Modeling Microdomain Evolution on Giant Unilamellar Vesicles using a Phase-Field Approach
The surface of cell membranes can display a high degree of lateral heterogeneity. This non-uniform distribution of constituents is characterized by mobile nanodomain clusters called rafts. Enriched by saturated phospholipids, cholesterol and proteins, rafts are considered to be vital for several important cellular functions such as signalling and trafficking, morphological transformations associated with exocytosis and endocytosis and even as sites for the replication of viruses. Understanding the evolving distribution of these domains can provide significant insight into the regulation of cell function. Giant vesicles are simple prototypes of cell membranes. Microdomains on vesicles can be considered as simple analogues of rafts on cell membranes and offer a means to study various features of cellular processes in isolation.

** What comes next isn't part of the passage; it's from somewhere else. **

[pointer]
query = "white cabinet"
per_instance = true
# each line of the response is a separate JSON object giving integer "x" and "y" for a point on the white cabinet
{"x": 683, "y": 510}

In this work, we employ a continuum approach to model the evolution of microdomains on the surface of Giant Unilamellar Vesicles (GUVs). The interplay of species transport on the vesicle surface and the mechanics of vesicle shape change is captured using a chemo-mechanical model. Specifically, the approach focuses on the regime of vesicle dynamics where shape change occurs on a much faster time scale in comparison to species transport, as has been observed in several experimental studies on GUVs. In this study, shape changes are assumed to be instantaneous, while species transport, which is modeled by phase separation and domain coarsening, follows a natural time scale described by the Cahn--Hilliard dynamics.
The curvature energy of the vesicle membrane is defined by the classical Canham--Helfrich--Evans model. Dependence of flexural rigidity and spontaneous curvature on the lipid species is built into the energy functional. The chemical energy is characterized by a Cahn--Hilliard type density function that intrinsically captures the line energy of interfaces between two phases. Both curvature and chemical contributions to the vesicle energetics are consistently non-dimensionalized.
The coupled model is cast in a diffuse-interface form using the phase-field framework. The phase-field form of the governing equations describing shape equilibrium and species transport are both fourth-order and nonlinear. The system of equations is discretized using the finite element method with a uniform cubic-spline basis that satisfies global higher-order continuity. For shape equilibrium, geometric constraints of constant internal volume and constant surface area of the vesicle are imposed weakly using the penalty approach. A time-stepping scheme based on the unconditionally gradient-stable convexity-splitting technique is employed for explicit time integration of nonlocal integrals arising from the geometric constraints.
Numerical examples of axisymmetric stationary shapes of uniform vesicles are presented. Further, two- and three-dimensional numerical examples of domain formation and growth coupled to vesicle shape changes are discussed. Simulations qualitatively depicting curvature-dependent domain sorting and shape changes to minimize line tension are presented. The effect of capturing the difference in time scales is also brought out in a few numerical simulations that predict a starkly different pathway to equilibrium.